Figure 1. Binary in-segment angiographic restenosis among 90 lesions with 12-month angiographic follow-up from the SOS (Stenting Of Saphenous vein grafts) trial, classified according to the saphenous vein graft reference diameter.
Similar results were seen in <3.5 mm (48% vs. 14%, p=0.005) and ≥3.5 mm (56% vs. 0 %, p<0.001) SVGs (Figure 1). During a median follow-up of 18 months the incidence of target lesion revascularisation was lower with DES in ≤3.0 mm (31% vs. 0%, p=0.005) and >3.0 mm (36% vs. 13%, p=0.25) SVGs. Similarly, the incidence of target lesion revascularisation was lower with DES both in SVGs with diameter <3.5 mm (40% vs. 9%, p=0.05) and those with diameter ≥3.5 mm (28% vs. 0 %, p=0.03) (Figure 2).

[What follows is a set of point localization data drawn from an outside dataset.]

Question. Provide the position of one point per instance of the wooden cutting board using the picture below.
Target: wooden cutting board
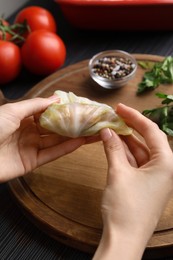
(63, 197)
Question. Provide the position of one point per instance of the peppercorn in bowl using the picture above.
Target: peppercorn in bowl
(112, 69)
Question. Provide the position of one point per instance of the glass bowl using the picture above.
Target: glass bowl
(112, 69)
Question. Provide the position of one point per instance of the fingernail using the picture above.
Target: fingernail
(106, 134)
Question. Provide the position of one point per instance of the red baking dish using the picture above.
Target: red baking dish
(119, 14)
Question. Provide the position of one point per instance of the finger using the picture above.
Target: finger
(92, 139)
(57, 151)
(153, 136)
(115, 153)
(138, 148)
(30, 107)
(130, 156)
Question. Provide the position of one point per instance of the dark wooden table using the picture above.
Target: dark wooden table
(19, 238)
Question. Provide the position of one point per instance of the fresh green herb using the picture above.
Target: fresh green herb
(162, 116)
(167, 98)
(161, 73)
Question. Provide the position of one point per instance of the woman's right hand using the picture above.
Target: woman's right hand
(139, 184)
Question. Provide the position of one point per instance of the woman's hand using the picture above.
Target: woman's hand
(23, 144)
(139, 184)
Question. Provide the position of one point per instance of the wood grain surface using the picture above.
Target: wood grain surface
(63, 197)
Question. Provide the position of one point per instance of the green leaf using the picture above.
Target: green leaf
(161, 73)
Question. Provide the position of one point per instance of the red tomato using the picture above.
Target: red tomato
(10, 61)
(4, 35)
(43, 52)
(37, 18)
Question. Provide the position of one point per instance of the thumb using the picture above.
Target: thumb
(114, 148)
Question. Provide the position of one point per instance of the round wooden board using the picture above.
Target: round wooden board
(63, 197)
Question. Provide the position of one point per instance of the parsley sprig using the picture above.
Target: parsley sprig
(160, 73)
(162, 116)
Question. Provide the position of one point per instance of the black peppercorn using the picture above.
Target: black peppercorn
(112, 67)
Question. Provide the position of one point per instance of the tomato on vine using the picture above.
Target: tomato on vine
(10, 61)
(43, 52)
(37, 18)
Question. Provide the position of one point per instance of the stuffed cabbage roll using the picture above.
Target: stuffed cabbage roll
(76, 116)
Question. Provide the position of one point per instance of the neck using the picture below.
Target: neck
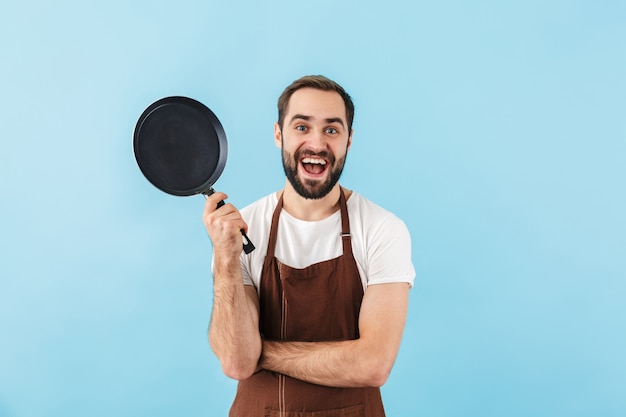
(307, 209)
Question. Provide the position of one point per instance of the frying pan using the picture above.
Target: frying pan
(180, 147)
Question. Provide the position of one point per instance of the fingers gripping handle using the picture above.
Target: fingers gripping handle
(247, 244)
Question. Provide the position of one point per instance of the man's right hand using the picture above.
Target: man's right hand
(223, 225)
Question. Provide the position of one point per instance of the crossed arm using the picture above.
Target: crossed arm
(366, 361)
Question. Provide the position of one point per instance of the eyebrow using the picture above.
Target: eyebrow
(307, 118)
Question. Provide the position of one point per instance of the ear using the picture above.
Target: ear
(278, 136)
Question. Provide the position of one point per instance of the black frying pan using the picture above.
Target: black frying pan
(181, 148)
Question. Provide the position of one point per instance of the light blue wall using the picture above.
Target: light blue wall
(495, 129)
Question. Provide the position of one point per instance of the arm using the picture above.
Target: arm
(366, 361)
(234, 330)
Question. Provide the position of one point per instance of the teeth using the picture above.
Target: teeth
(313, 161)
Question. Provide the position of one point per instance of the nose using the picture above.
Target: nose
(317, 141)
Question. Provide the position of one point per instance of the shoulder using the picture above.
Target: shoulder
(260, 207)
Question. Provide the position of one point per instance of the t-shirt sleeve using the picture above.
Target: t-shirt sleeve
(389, 253)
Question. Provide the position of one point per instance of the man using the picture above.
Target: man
(310, 322)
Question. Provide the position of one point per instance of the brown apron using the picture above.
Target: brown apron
(318, 303)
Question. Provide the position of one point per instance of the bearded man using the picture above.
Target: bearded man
(310, 322)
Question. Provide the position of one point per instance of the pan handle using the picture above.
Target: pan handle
(247, 244)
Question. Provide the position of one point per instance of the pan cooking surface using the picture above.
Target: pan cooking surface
(179, 148)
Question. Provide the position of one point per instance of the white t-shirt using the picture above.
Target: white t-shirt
(380, 241)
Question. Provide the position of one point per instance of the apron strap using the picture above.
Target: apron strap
(271, 244)
(346, 238)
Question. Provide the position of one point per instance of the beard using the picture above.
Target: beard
(311, 189)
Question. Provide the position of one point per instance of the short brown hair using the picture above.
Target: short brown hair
(318, 82)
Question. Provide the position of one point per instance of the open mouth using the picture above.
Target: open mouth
(313, 165)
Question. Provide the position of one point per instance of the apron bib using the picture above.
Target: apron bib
(318, 303)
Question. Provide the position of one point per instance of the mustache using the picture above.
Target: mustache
(307, 152)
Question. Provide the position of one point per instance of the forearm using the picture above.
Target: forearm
(366, 361)
(336, 364)
(233, 332)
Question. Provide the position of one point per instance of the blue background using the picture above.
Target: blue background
(496, 130)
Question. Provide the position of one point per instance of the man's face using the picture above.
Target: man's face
(314, 141)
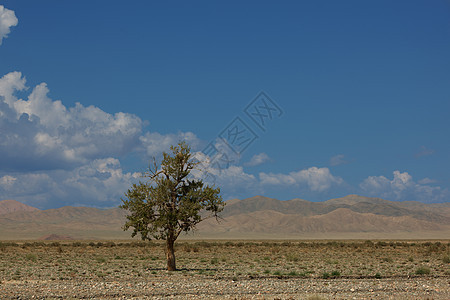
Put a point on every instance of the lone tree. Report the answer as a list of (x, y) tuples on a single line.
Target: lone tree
[(170, 202)]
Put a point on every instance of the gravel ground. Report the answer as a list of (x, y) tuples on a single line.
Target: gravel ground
[(226, 270), (184, 287)]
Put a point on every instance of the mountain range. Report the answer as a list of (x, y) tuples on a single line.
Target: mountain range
[(257, 217)]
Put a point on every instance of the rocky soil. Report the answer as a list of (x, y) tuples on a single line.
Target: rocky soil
[(226, 270)]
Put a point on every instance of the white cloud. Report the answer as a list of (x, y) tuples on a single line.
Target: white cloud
[(154, 143), (8, 19), (338, 160), (65, 155), (403, 187), (39, 133), (258, 159), (7, 181), (102, 182), (424, 151), (317, 179)]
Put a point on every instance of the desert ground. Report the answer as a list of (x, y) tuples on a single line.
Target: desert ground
[(371, 269)]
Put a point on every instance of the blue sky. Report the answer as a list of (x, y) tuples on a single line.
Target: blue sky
[(91, 90)]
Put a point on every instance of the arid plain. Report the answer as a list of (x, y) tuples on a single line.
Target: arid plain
[(347, 248)]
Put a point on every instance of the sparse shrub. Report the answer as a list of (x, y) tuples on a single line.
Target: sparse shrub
[(214, 261), (315, 297), (292, 257), (31, 256), (387, 259), (423, 270), (100, 259), (335, 273)]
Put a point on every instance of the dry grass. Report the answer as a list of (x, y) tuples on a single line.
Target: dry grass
[(225, 259)]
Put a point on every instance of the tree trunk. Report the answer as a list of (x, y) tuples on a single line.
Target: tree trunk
[(170, 252)]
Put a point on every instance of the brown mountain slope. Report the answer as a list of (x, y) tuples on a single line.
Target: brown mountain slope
[(339, 220), (256, 217), (355, 203), (10, 206)]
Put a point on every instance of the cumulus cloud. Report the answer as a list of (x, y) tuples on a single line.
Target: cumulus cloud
[(424, 151), (154, 143), (51, 153), (338, 160), (258, 159), (403, 187), (8, 19), (39, 133), (316, 179)]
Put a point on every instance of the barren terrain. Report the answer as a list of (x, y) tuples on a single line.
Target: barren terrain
[(226, 270)]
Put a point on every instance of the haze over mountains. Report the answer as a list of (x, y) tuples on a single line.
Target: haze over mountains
[(352, 216)]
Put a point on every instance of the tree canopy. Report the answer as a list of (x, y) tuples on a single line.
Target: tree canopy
[(170, 201)]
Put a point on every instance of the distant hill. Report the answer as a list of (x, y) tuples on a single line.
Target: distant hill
[(352, 216), (9, 206)]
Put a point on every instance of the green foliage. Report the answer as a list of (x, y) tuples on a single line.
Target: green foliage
[(170, 202)]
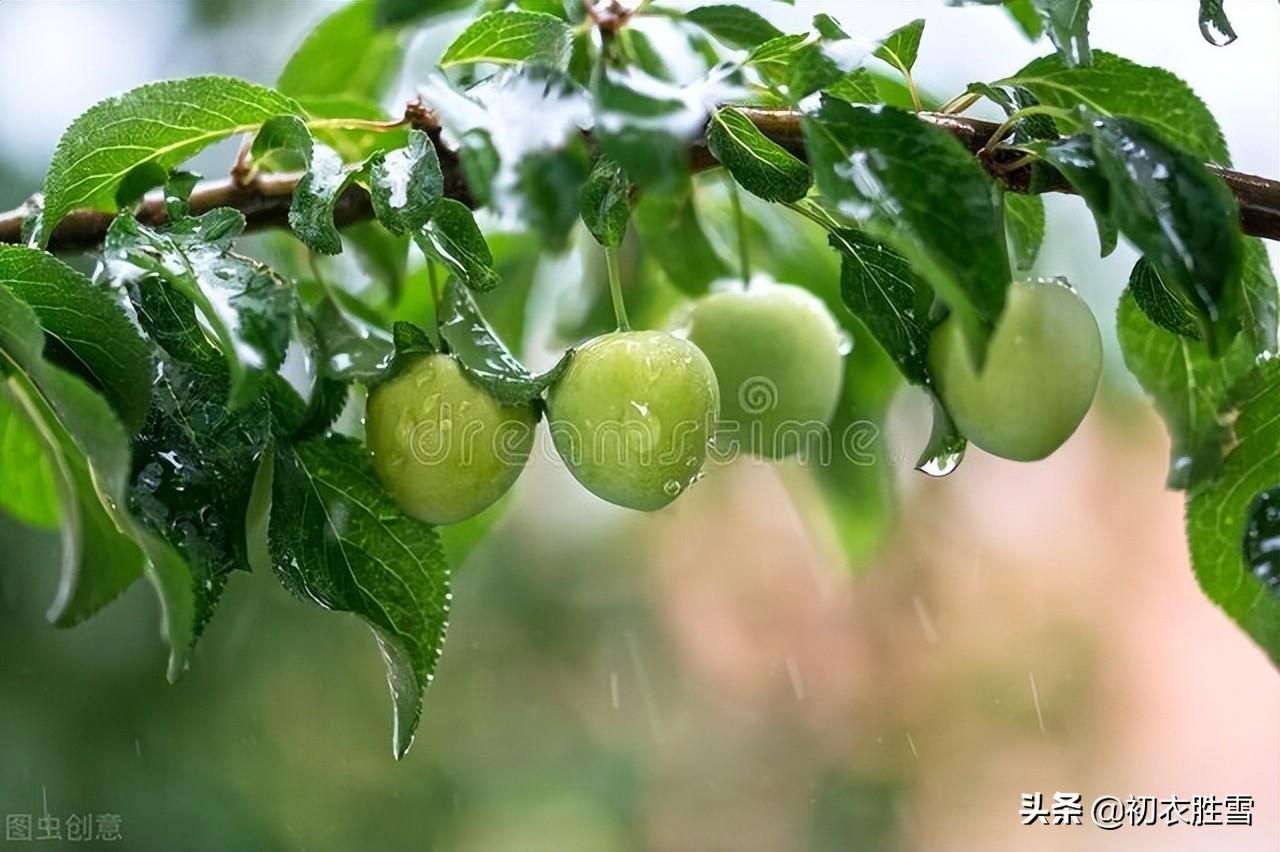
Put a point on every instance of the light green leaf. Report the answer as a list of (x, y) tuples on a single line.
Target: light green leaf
[(1221, 511), (346, 54), (1188, 386), (759, 164), (337, 540), (158, 124), (869, 163), (95, 339), (512, 36), (901, 46), (734, 26), (1116, 86), (1024, 223)]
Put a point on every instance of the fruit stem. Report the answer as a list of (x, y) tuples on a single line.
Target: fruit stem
[(613, 265), (744, 256)]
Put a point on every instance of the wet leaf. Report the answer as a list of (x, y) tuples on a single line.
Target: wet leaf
[(760, 165), (869, 160), (878, 287), (88, 333), (512, 36), (337, 540), (159, 123), (406, 184), (1223, 512)]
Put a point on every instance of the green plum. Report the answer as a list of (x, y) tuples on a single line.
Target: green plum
[(632, 415), (443, 447), (776, 349), (1040, 376)]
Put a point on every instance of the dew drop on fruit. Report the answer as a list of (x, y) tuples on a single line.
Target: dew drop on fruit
[(1262, 539)]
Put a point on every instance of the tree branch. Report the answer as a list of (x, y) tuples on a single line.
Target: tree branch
[(265, 200)]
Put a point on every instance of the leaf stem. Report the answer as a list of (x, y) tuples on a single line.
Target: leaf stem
[(744, 251), (612, 264)]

Figure 2. Incidence of target lesion revascularisation among patients who received a paclitaxel-eluting stent (PES) vs. a similar bare metal stent (BMS) in the SOS trial, classified according to the target saphenous vein graft reference diameter.
Therefore, based on the SOS trial findings, BMS implantation in large SVGs (whether 3.0 mm or 3.5 mm is used as the cutoff) appears to carry significant risk for developing in-stent restenosis and to require repeat target lesion revascularisation, whereas paclitaxel-eluting stents significantly reduce that risk. Considering the grave consequences of stent failure in SVGs –frequent presentation with an acute coronary syndrome and with SVG occlusion4 – and until data from large randomised-controlled trials become available,1 we would argue against using SVG size as a criterion for favouring BMS use in SVGs.